Serotyping was conducted using the Strep-B-Latex Kit (SSI Diagnostica, Hillerød, Denmark). The typing sera used in this study were Ia, Ib, II, III, IV, V, VI, VII, VIII, and IX. One droplet (10 μL) of a bacterial suspension cultured overnight in Todd-Hewitt broth and one droplet (10 μL) of latex suspension were mixed on a plastic slide. Agglutination appearing within 10 secs was interpreted as a positive reaction.
Genomic DNA was extracted using the Easy-DNA kit (Invitrogen Carlsbad, CA, USA), according to the manufacturer’s instructions. The presence oferm andmef class MLSB resistance genes was determined by PCR amplification, using previously described primers specific forerm(A),erm(B),erm(C),erm(TR), andmef(A) [15, 16]. The PCR mixture and the PCR conditions were the same as described previously [8]. After the PCR amplification in a thermal cycler (GeneAmp PCR system 9700, Applied Biosystems Inc., CA, USA), 10 μL of the reaction mixture was run in a 2% agarose gel. A 100-bp DNA ladder (Gibco/BRL, LifeTechnologies Inc., Gaithersburg, MD., USA) was used in each gel as the size marker.
The GBS colonization rate was 19.8% (75/379). The GBS colonization rate by culture method using Strep B Carrot Broth with GBS Detect, selective Todd-Hewitt broth, and Granada agar plate medium was 19.5% (74/379), 19.3% (73/379), and 15.0% (57/379), respectively. The GBS colonization rate by culture site was 17.9% (68/379) and 9.5% (36/379) for the anorectal and vaginal areas, respectively. Of the 75 GBS-colonized pregnant women, 48.0% (36), 44.0% (33), and 8.0% (6) were positive for GBS colonization at both sites, only the anorectal area, and only the vagina, respectively. Furthermore, of the 75 GBS isolates, 8% (6) showed colonization with non-beta-hemolytic GBS, as identified using GBS Detect, and four showed positive reactions 48 hours after incubation on Granada agar plate medium (Table 1).
All 75 GBS isolates were susceptible to ampicillin, penicillin, cefotaxime, ceftriaxone, cefepime, meropenem, and vancomycin; however, 20.0%, 16.0%, 28.0%, 42.7%, and 4.0% of these isolates were resistant to levofloxacin, clindamycin, erythromycin, tetracycline, and chloramphenicol, respectively. One GBS serotype V isolate showed clindamycin-resistant erythromycin-susceptible phenotype (Table 2).

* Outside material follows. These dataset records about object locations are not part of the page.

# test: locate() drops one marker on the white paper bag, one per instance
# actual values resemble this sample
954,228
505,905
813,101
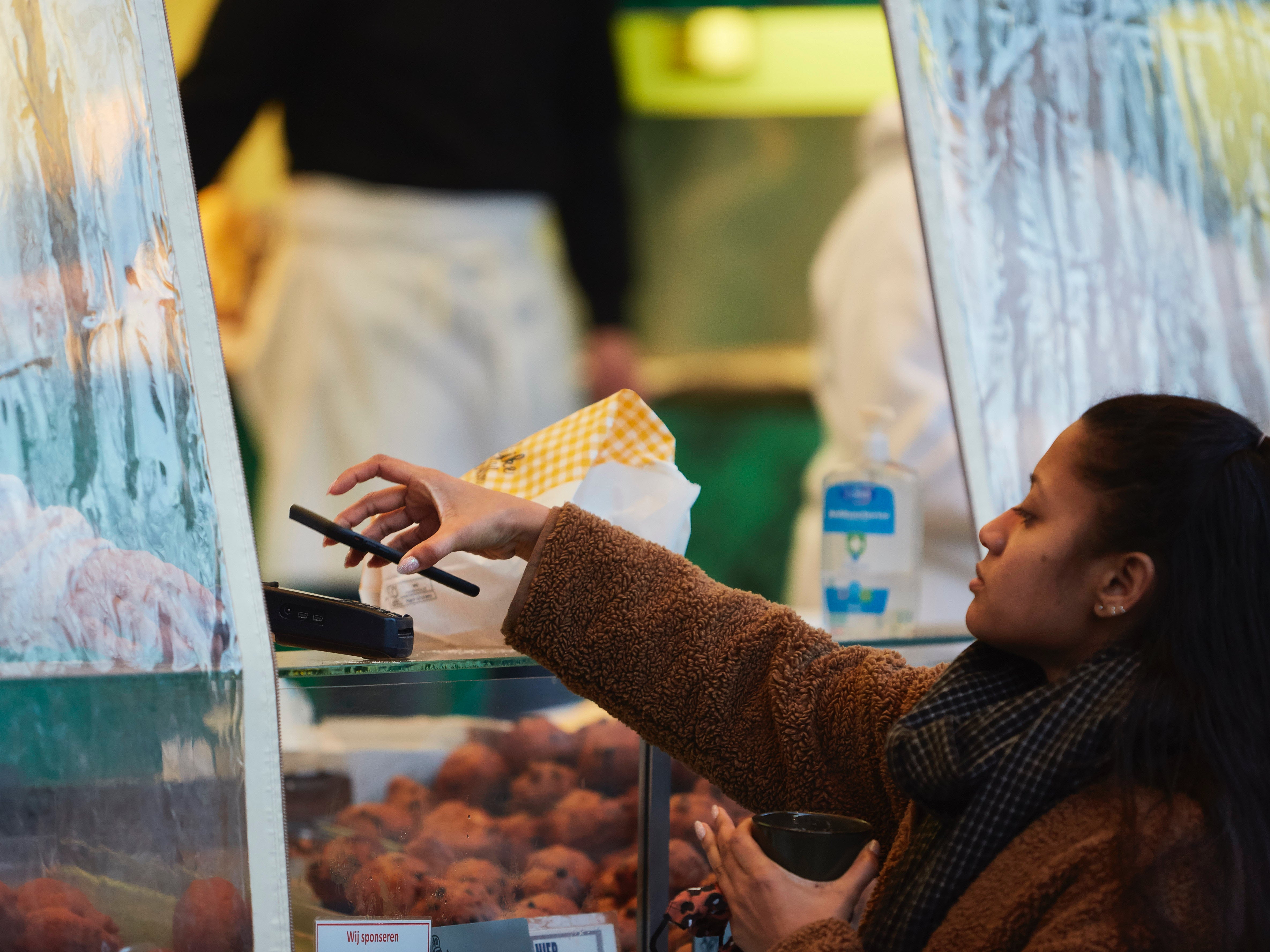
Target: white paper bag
614,459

The most common GBS serotypes were V (22.7%), VIII (20.0%), and III (20.0%). The total proportion of serotypes VI–IX was 34.7%. The erythromycin resistance rate according to serotype was 75.0% (3/4) for VII, 66.7% (10/15) for III, and 47.1% (8/17) for V. Of the six non-beta-hemolytic GBS isolates, four, one, and one corresponded to serotypes V, Ib, and III, respectively (Table 3).
The Centers for Disease Control and Prevention of the United States initially recommended using one of the two strategies (risk-based intrapartum antibiotic prophylaxis [IAP] or IAP after microbiological screening) to prevent perinatal GBS infection [17]. Routine microbiological screening of pregnant women is performed in most developed countries, although there is currently no international consensus regarding whether IAP is best achieved through microbiological screening or the identification of clinical risk factors [18]. Several countries, such as the United Kingdom and the Netherlands, have introduced IAP polices based on the presence of clinical risk factors [18], as routine microbiological screening is deemed non-cost-effective and clinical risk factor-based IAP strategies may expose fewer women to the potential risks associated with widespread antibiotic use [18].

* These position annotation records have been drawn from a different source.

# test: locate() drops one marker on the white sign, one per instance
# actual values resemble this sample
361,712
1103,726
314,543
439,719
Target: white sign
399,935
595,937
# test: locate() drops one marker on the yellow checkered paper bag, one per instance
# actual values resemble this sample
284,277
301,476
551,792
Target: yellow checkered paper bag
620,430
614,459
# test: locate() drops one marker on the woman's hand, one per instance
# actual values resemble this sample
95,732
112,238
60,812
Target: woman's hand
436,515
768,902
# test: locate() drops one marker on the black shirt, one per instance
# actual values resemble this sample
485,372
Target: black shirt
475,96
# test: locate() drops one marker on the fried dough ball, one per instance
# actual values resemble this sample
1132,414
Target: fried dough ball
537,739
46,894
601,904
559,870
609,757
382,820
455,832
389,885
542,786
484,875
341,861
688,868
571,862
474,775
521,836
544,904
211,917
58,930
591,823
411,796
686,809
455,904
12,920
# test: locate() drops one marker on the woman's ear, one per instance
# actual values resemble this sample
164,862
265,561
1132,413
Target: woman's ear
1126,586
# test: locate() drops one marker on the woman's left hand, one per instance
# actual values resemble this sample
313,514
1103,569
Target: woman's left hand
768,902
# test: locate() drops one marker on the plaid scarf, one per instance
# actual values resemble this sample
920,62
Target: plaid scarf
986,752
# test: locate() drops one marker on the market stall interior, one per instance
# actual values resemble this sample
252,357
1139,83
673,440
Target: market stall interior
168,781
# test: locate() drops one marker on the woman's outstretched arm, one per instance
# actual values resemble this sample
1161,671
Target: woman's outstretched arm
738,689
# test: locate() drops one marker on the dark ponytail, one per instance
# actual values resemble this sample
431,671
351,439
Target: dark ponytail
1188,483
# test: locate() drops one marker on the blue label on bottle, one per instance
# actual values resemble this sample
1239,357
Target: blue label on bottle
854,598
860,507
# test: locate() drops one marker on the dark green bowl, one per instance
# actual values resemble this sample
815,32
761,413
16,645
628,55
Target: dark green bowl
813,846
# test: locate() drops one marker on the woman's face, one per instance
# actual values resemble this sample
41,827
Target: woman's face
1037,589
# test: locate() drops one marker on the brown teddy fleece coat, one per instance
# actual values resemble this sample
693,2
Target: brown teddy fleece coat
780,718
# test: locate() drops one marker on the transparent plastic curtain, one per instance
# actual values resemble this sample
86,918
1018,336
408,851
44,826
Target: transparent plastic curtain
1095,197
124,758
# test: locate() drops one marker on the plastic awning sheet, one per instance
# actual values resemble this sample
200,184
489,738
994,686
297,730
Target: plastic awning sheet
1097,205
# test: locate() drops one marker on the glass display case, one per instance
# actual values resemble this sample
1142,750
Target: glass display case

The GBS colonization rate among pregnant Korean women in our study is 19.8%, which is significantly increased compared with the rate of 11.5% observed in 2008–2009 [8]. Although the exact cause of this significant and sustained increase is unknown, possible factors may include socioeconomic status and dietary and lifestyle changes. Consequently, it is necessary to include GBS microbiological screening at 35–37 weeks of pregnancy in the prenatal screening guidelines in Korea.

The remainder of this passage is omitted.